The natural home of the virus is wild animals, which are actually thought to be rodents rather than monkeys. Someone in the rainforests of West and Central Africa comes into contact with an infected creature and the virus makes the species leap. Their skin breaks out into a rash, which blisters and then scabs. The virus is now outside its usual home and struggling to spread, so it needs prolonged close contact to continue. Thus, outbreaks tend to be small and self-extinguishing.
A small number of cases have already appeared elsewhere in the world, but all can be immediately linked to a person traveling to an affected country and bringing them home.
This is no longer the case.
• For the first time, the virus is discovered in people with no clear link to West and Central Africa
• It’s not clear who people are catching it from
• Monkeypox is spread during sexual activity, with most cases showing lesions on the genitals and surrounding area
• Many of those affected are young gay and bisexual men
“We are in a very new situation, it is a surprise and a concern,” said Professor Sir Peter Horby, director of the Pandemic Sciences Institute at the University of Oxford.
Although he says it’s “not COVID-2”, he said “we have to act” to prevent the virus from taking hold as it is “something we really want to avoid”.
Dr Hugh Adler, who has treated patients with monkeypox, agrees: “It’s not a pattern we’ve seen before – it’s a surprise.”
So what’s going on?
We know this epidemic is different, but we don’t know why.
There are two big options: the virus has changed or the same old virus has ended up in the right place at the right time to thrive.
Monkeypox is a DNA virus, so it doesn’t mutate as quickly as COVID or the flu. Very early genetic analysis suggests that the current cases are very closely linked to the forms of the virus seen in 2018 and 2019. It is too early to be sure, but at the moment there is no evidence that it is is a new mutant variant in-game. But a virus doesn’t need to change to take advantage of an opportunity, as the unexpected large outbreaks of Ebola and Zika over the past decade have taught us.

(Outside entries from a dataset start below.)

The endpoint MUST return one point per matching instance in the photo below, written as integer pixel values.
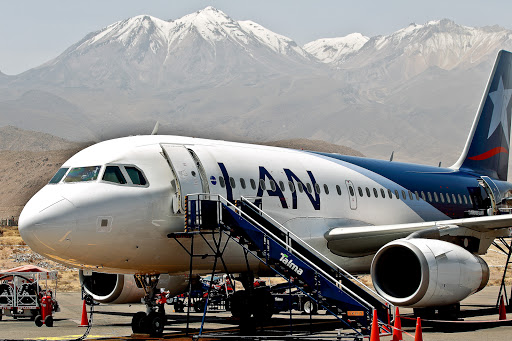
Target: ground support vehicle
(25, 292)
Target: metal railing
(286, 244)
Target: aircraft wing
(366, 240)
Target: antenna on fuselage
(155, 129)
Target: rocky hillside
(26, 166)
(414, 91)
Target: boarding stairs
(289, 256)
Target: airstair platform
(289, 256)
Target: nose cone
(47, 222)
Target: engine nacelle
(117, 288)
(427, 272)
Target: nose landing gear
(153, 320)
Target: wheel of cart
(22, 295)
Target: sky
(33, 32)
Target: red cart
(25, 292)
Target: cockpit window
(114, 174)
(81, 174)
(58, 176)
(136, 176)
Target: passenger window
(114, 174)
(317, 188)
(300, 186)
(136, 176)
(82, 174)
(272, 185)
(262, 184)
(292, 186)
(58, 176)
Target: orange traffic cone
(84, 322)
(374, 335)
(387, 328)
(397, 327)
(418, 336)
(503, 310)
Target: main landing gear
(153, 320)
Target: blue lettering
(314, 201)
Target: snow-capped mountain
(205, 46)
(413, 49)
(208, 75)
(335, 50)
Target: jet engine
(117, 288)
(427, 272)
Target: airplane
(418, 229)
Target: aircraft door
(492, 191)
(351, 194)
(186, 173)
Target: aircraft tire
(48, 321)
(38, 321)
(138, 323)
(239, 303)
(199, 306)
(310, 307)
(179, 306)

“We always thought Ebola was easy to contain, until it wasn’t,” said Professor Adam Kucharski, from the London School of Hygiene and Tropical Medicine.

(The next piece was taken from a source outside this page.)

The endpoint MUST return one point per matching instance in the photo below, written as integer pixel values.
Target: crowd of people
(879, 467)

It is unclear why gay and bisexual men are disproportionately affected. Do sexual behaviors facilitate spread? Is it just a coincidence? Is it a community that is more aware of sexual health and getting checked out?
It may also be easier for monkeypox to spread. Mass smallpox vaccinations of the past would have given older generations some protection against the closely related monkeypox.

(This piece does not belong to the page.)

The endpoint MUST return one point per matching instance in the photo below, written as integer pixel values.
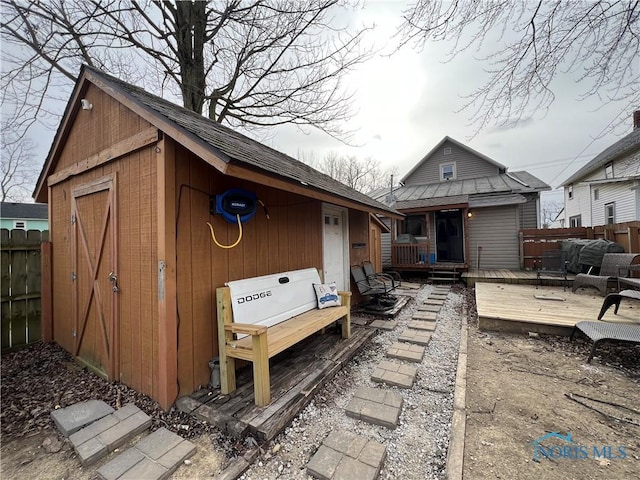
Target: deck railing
(413, 255)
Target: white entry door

“It’s probably more efficiently transmitted than it was in the smallpox era, but we don’t see anything to suggest it could be spreading,” said Dr Adler, who still expects this outbreak to die down. . Understanding how this outbreak started will help predict what will happen next.
We know that we are only seeing the tip of the iceberg, because the cases detected do not correspond to a clear picture of this person who transmitted it to this person, etc. Instead, many cases seem unrelated, so links are missing. in a chain that seems to stretch across Europe and beyond.
A recent massive superspreader event, in which a large number of people gathered and caught monkeypox in one place, like a festival, and then took it home to different countries, could explain the current situation. .
The other explanation for infecting so many unconnected people is that the virus has actually been bubbling up unnoticed for some time, involving large numbers of people.
Either way, we can expect to continue to find more cases.
“I don’t think the general public should be worried at this stage, but I don’t think we’ve discovered all of this and we’re not in control of this,” said Professor Jimmy Whitworth, from the London School of Hygiene and tropical medicine.
But remember we are not in the same situation we were with COVID.
Monkeypox is a known virus rather than a new one, and we already have vaccines and treatments. It is generally mild, although it can be more dangerous in young children, pregnant women, and people with weakened immune systems.
But it spreads more slowly than COVID and the distinctive, painful rash makes it harder to miss than a cough that could be anything. This makes it easier to find people who may have been infected and vaccinate those at risk of catching it.
However, the World Health Organization (WHO) Regional Director for Europe, Hans Kluge, warned that “as we enter the summer season…with mass gatherings, festivals and parties, I’m afraid the transmission is accelerating”.